大阪大学と岡山大学の共同研究成果です
<研究成果のポイント>
- 抗生物質アムホテリシンB(AmB)が真菌膜中で形成するイオンチャネルの構造を解明
- AmBは、強い抗真菌作用の一方で、腎毒性などの強い副作用を併発する課題があった
- より効率的で副作用の少ない薬の開発につながる
◆概 要
大阪大学大学院理学研究科の梅川雄一助教と山本智也特任研究員(現・理化学研究所基礎科学特別研究員)らは、岡山大学異分野基礎科学研究所の篠田渉教授らとの共同研究により、抗生物質であるアムホテリシンB(AmB、図1)が真菌の細胞膜で形成するイオンチャンネル複合体の構造を明らかにしました。
この化合物は優れた抗真菌活性をもつことから、頼りになる医薬品として長年使われています。最近の例では、インドで多くの新型コロナウイルス感染者に認められた致死性のムコール症を治療するために広く用いられました。

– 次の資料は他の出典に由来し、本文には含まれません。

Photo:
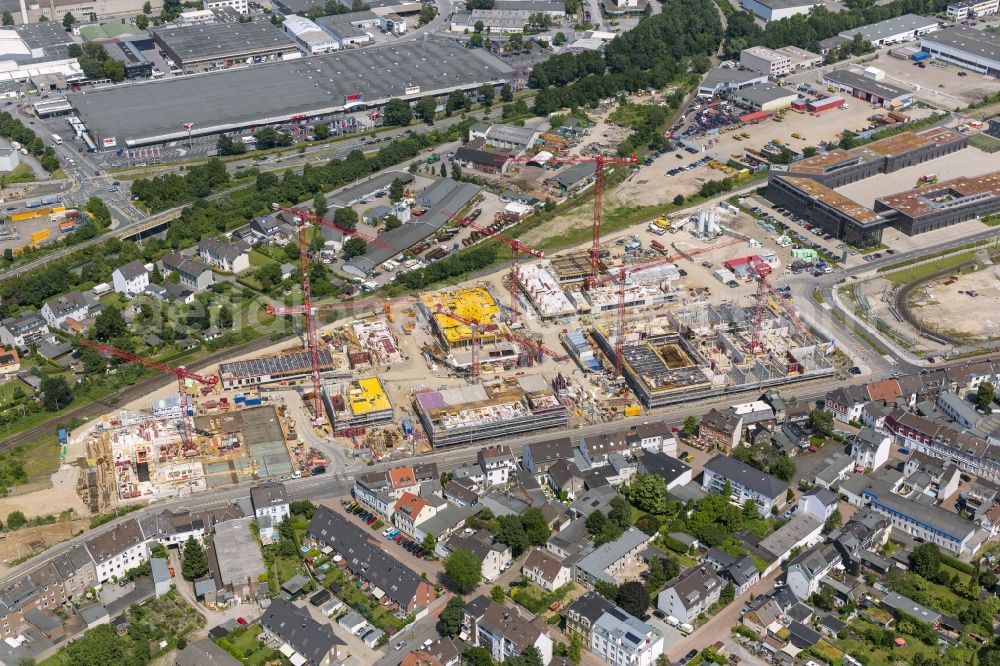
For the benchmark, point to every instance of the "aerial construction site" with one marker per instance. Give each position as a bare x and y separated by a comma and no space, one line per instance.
631,324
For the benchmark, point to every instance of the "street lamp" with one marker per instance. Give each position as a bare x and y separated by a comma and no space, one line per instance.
188,127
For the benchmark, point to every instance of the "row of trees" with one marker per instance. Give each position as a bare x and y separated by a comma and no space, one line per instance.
808,30
13,129
163,192
660,50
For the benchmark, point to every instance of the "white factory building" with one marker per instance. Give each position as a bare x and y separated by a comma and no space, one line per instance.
766,61
905,28
774,10
965,9
973,49
309,36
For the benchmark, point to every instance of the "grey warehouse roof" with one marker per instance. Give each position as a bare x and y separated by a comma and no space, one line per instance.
152,111
891,27
974,42
221,40
853,79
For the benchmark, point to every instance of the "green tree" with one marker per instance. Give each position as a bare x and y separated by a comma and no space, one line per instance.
985,395
110,324
426,108
925,560
450,620
194,564
346,218
397,112
225,317
833,522
821,422
488,94
648,492
16,520
56,393
633,597
396,190
464,569
476,656
354,247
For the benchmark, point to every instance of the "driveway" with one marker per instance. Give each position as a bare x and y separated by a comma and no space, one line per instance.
719,625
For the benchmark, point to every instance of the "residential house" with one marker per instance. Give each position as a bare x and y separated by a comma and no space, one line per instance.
805,572
742,573
746,483
205,653
497,462
270,501
23,331
410,511
565,477
537,457
231,257
118,550
130,279
583,614
73,305
364,557
191,272
929,476
506,632
722,429
496,557
314,643
925,521
673,472
621,639
542,568
818,502
609,562
870,448
10,363
380,490
691,593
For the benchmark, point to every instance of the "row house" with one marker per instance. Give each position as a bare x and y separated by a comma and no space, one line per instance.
505,632
365,558
971,454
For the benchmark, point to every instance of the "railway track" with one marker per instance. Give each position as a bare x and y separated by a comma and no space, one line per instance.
144,387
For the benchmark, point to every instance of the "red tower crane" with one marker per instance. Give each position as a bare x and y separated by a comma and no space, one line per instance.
515,246
621,275
599,162
480,328
181,373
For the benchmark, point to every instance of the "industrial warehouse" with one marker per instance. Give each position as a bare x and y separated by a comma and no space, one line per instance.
152,112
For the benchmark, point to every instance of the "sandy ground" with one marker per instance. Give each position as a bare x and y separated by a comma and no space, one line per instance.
947,308
967,162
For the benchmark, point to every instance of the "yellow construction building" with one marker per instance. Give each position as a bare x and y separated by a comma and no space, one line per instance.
470,305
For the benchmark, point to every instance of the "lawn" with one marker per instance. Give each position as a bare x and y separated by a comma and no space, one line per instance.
537,600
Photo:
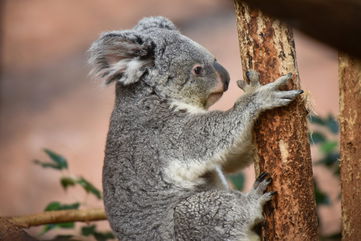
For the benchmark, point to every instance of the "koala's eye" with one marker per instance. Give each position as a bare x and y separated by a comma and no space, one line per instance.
197,70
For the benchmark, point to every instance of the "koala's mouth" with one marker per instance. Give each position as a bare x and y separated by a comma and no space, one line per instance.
213,98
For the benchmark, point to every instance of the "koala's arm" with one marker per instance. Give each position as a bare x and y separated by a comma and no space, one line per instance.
208,139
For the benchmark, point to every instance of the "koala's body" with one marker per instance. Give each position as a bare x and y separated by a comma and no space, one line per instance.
164,146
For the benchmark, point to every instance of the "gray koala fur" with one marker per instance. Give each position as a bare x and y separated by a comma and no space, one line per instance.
164,147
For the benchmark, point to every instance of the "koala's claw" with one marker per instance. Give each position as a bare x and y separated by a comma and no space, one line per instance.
273,193
253,77
260,178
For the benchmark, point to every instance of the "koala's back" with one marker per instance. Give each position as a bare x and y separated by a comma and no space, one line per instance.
139,200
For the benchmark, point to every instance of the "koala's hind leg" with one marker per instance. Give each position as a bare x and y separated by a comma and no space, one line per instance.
221,215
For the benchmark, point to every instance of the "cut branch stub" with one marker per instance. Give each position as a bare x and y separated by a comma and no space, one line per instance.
280,134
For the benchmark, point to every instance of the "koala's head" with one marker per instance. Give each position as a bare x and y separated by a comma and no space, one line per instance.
156,53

強い抗真菌作用の一方で、腎毒性などの強い副作用を併発することが長年問題視されてきました。この問題の解決には、AmBの活性発現のメカニズムを明らかにすることが必要です。今回、共同研究グループは、有機合成化学と固体NMR測定、分子動力学計算を組み合わせることで、真菌の細胞膜を模倣した環境でAmBが形成するイオンチャネル構造を明らかにしました。この成果によって、この古いがよく効く医薬品を、新しい薬として蘇らせることができると期待されます。
本研究成果は、米国科学誌「Science Advances」に掲載されるに先立ち、2022年6月18日(土)付けでオンライン版として公開されました。
図1. AmBとErgの化学構造(上)と、これらが真菌細胞膜中で形成するイオンチャネル構造の模式図(下)。AmBは親水的な部分(ピンク色)と疎水的な部分(黄色)を併せ持ち、親水部分を内側にして複数分子が集まることで、細胞膜に親水的な穴を形成する。この穴をカリウムイオンやナトリウムイオン(青色)が透過することで細胞のイオンバランスが崩れ、真菌を死滅させる。また、外側に位置する疎水的な部分で、Erg(水色)やリン脂質と相互作用することで、集合体を安定化する。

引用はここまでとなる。